Regarding a drastic drop in price--the cost for all materials for a retail PC game is roughly $2. Currently, the cost to digitally deliver that same size game is roughly 10 cents per gig at best or roughly 20 cents. Your justification just does not hold water regarding a drastic change in costs as most of the costs are not the goods themselves.
As far as entitlement--honestly, just want to see new and exciting PC games that do well in the market so that publishers keep investing in them and developers can afford to make them and profit by them.
And theft is theft even if you feel better about stealing a 'digital' version versus a chunk of metal ie. a car and it does not matter if you are stealing a BMW or a piece of junk like a Lada. Millions of dollars are spent on the development of that car and in fact, that is the biggest part of the expense of creating new cars (not the manufacturing). Same is true with video/PC games. Supply is changing (being driven down) but demand is arguably not but is being more and more filled by stealing (and shifting to console as mentioned already).
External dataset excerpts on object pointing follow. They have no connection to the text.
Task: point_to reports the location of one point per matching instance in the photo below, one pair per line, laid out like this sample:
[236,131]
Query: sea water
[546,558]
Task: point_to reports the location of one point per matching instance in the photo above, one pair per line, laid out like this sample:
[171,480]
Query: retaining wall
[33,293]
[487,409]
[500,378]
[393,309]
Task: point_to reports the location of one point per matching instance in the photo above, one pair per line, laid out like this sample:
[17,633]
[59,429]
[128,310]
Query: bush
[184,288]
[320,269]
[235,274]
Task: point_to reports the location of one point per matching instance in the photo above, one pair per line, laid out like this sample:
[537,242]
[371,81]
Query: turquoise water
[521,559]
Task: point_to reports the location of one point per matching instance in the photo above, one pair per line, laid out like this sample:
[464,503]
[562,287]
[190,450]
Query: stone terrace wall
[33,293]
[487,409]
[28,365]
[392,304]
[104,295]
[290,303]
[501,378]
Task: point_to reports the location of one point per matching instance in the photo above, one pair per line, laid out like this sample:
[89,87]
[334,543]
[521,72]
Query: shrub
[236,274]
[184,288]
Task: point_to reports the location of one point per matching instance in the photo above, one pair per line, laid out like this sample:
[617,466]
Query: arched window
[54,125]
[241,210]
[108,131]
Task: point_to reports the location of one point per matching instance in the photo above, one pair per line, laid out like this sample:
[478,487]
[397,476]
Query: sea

For movies, as stated previously, they already have a exclusive and captive channel with the box office and then they have established deals with movie studios on buying rental DVDs including profit sharing beyond the bulk sale of the actual movie although that is changing somewhat over the past number of years. But movie studios (publishers) can afford to break even with box office and profit from DVD sales as an almost worst case scenario. They are not affected by 'used' movies at this stage. They have your money even if it is a crappy movie. As well, their hardware is one format most of the time meaning ubiquitous hardware ie. a standard--not a fragmented market like the current console market. Yes, innovation would possibly be affected but 3DO had the right idea even if the wrong execution. We could then afford to sell games for $20 or less and sell to a massively bigger market. Making games for multiple platforms is expensive and wasteful. But now we are getting pretty off topic
But basically, if we did have a common platform (and some would argue that is what a PC could be), and prices were driven down to more mass market pricing such as $20 across the board, would piracy still continue at the same rate? I believe based on the attitude above which I believe to be prevalent that the answer is yes, it would. People would still steal at the same rate even when the argument about protecting themselves against crappy games wasting their $50 is drastically reduced or even eliminated. People just don't see the harm in it but don't realize that they are participating in harming families nationwide through their actions. It is a shame, the PC has the opportunity to be truly mass market and be the one platform that no one company owns especially as hardware power and prices continue to be inversely related. The ones that are going to profit are the companies like Apple, or Steam or others that have the most stringent DRM as part of their channel delivery and we did it to ourselves.